On Being Wonder Woman

I am going to ask you to use your imagination. Picture a four or five year old girl with blonde hair, a wide smile, and a huge imagination. If you're having trouble with a reference point, picture Alli. That's pretty close.

Alli (Age 5)
When I was four or five years old, I owned a pair of Wonder Woman Underoos. Truth be told, I was a little jealous of my friend, Kelly, because she had the Super Girl Underoos and I thought they were kinda cooler. But, once I got over the jealousy thing, I committed to the role.

Let me be clear: I did not just pretend to be Wonder Woman. I actually BELIEVED I was Wonder Woman, with my whole heart and soul. I was strong, brave, and true. I was willing to go to battle against all that was bad in the world. I was determined. I had a purpose and my purpose was to do good, no matter what. And, fortunately for me, my parents did not try hard to convince me otherwise. I may not have had an invisible jet, but in every way that mattered, I was Wonder Woman.

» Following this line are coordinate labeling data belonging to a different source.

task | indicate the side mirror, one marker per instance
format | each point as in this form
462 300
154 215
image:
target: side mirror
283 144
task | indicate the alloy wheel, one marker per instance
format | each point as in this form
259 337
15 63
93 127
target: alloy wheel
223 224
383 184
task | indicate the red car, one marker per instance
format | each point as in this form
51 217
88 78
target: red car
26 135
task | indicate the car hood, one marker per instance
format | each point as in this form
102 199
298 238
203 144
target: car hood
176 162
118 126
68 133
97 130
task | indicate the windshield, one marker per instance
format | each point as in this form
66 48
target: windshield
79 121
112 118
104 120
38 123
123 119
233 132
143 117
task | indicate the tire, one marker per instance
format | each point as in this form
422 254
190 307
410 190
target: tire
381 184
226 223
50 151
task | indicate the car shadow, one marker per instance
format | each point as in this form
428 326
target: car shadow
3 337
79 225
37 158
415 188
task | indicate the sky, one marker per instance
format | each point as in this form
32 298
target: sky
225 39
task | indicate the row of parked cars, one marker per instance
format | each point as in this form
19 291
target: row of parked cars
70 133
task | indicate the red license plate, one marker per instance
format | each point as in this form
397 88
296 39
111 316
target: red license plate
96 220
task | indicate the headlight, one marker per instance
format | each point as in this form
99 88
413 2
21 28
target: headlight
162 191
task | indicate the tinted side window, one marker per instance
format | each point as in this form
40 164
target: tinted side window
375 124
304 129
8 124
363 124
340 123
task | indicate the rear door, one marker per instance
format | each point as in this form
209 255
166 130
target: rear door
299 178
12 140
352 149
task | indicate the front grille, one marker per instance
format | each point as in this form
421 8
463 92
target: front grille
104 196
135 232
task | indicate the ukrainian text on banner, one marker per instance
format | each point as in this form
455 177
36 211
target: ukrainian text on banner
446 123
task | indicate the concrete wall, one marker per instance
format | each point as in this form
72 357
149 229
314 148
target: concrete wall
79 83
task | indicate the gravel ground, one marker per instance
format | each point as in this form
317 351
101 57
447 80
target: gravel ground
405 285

Let's fast forward 30+ years and think about what I learned from BEING Wonder Woman. I learned determination. I learned that strength was a good thing to have, and I had it.  I learned what it meant to have a purpose. And, I learned what it meant to work hard for something that matters. These lessons carried me through some really tough times.

During my accident recovery process, it never once occurred to me, with all that was stacked against me, that things wouldn't turn out in a good way.

My hand surgeon thought I'd never have use of my left hand again. That didn't deter me - I just worked harder in therapy. It may not be perfect, but I am typing this blog.

My neuro-interventional radiologist said that the surgery for repairing my aneurysm would surely cause a severe stroke, and there was a strong likelihood that I was never going to be the same. Again, that didn't deter me.

See, I didn't believe them. I believed me - I believed what was inside of me that wanted to fight for every opportunity to improve.

Perhaps I was naive, or maybe it was because I was on a good bit of pain medication and not really knowing what was going on, but I don't really think so. I think it was my inner Wonder Woman coming out.

My friend, Tara, frequently reminded me that all super heroes were born of adversity. She had a good point, my best interest at heart, and a great way of reminding me to believe in myself.

This Christmas, my mom, using her own multi-talents, knitted me a sweater and she and my dad wrote me a poem.

Our girl, Carrie, gave us a fright
For many day and many a night.
We almost forgot her beginning role.
When she played it again, it made her whole.



So, I may not actually BE Wonder Woman, but you might have a hard time arguing that point with anyone who's seen me in action.

Now, I'm off to go do some good in the world. Feel free to join me. The Justice League can always use more super heroes. Oh, and has anyone seen my jet?